Liturgy&Music

First Sunday of Advent/B

Massimo Palombella

Miniature from the fourteenth-century Missal of Janze Středy with introit of First Sunday of Advent: Ad te levavi animam meam, Deus meus.

In the Roman Rite, the four weeks preceding the solemnity of Christmas took shape in Rome at the turn of the 6th and 7th centuries within the liturgical reform promoted by Pope Gregory the Great.

The Ambrosian Liturgy has preserved the primitive use of the six weeks of Advent (a usage testified in Gaul and Spain towards the end of the 4th century), a time that begins on the Sunday immediately following 11 November (feast of St Martin) and ends with Christmas Eve.
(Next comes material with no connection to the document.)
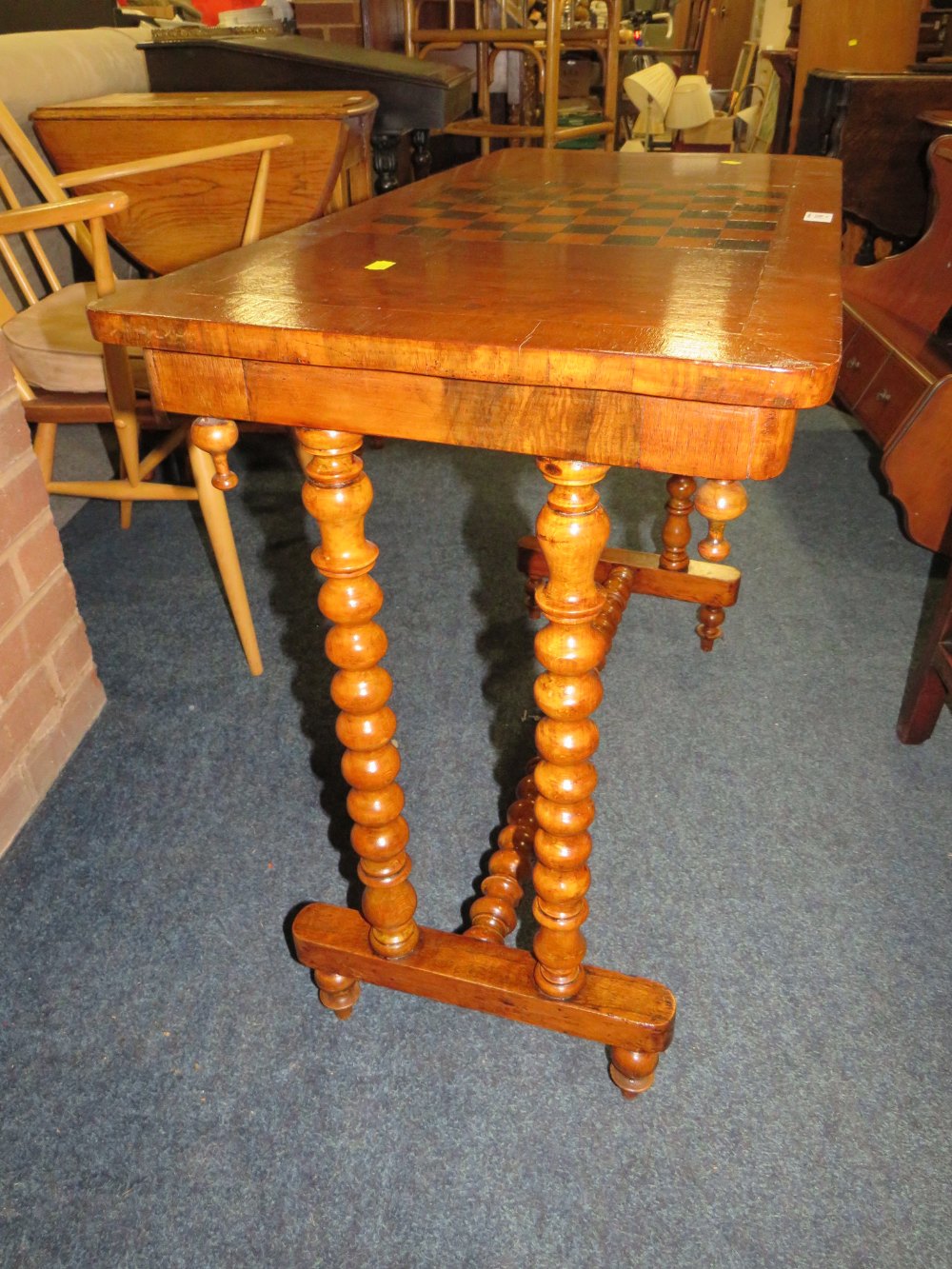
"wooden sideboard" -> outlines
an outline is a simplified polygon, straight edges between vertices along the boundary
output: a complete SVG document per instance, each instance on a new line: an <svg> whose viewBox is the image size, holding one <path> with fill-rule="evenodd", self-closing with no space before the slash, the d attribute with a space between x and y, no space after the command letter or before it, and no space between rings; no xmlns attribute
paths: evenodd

With Advent also begins the new liturgical year, which in this year (B) will see the reading of the Gospel of Mark.

Together with the expectation of the birth of Jesus, the Advent season has an “eschatological” dimension that invites us to necessarily reflect on the true quality of our lives, on the actual exercise of our freedom with regard to the choices we make, on how much we actually seek and let truth inspire our existence.

The ‘eschatological’ character of Advent also leads us to listen to our desires, our needs, our expectations, and to be in true contact with this whole dimension of our lives.

The Lord whom we await at Christmas, and who will one day, with infinite mercy, judge our lives, is the fulfilment of our every desire. He is the One who is ‘beyond’, and carries within Himself all our weakness, strengths and passions. He is the One who gives us and is “life in abundance”.

The Gradual of today’s celebration is taken from Psalm 24 (Ps 24:3. 4) with the following text:
“Universi qui te exspectant, non confundentur, Domine.
Vias tuas, Domine, notas fac mihi: et semitas tuas edoce me.”

(They will not be disappointed, O Lord, all those who are awaiting you.
Make your ways known unto me, O Lord, and teach me your paths).

The attached music, in Gregorian Chant, is taken from the Antiphonale Romanum II published in Solesmes in 2009. The interpretation is by the Schola Gregoriana Pragensis conducted by David Eben. The musical track can be found on the CD ‘Liturgical Year. Gregorian Chant’ published by Supraphon in 1997.

A blessed Sunday and heartfelt greetings.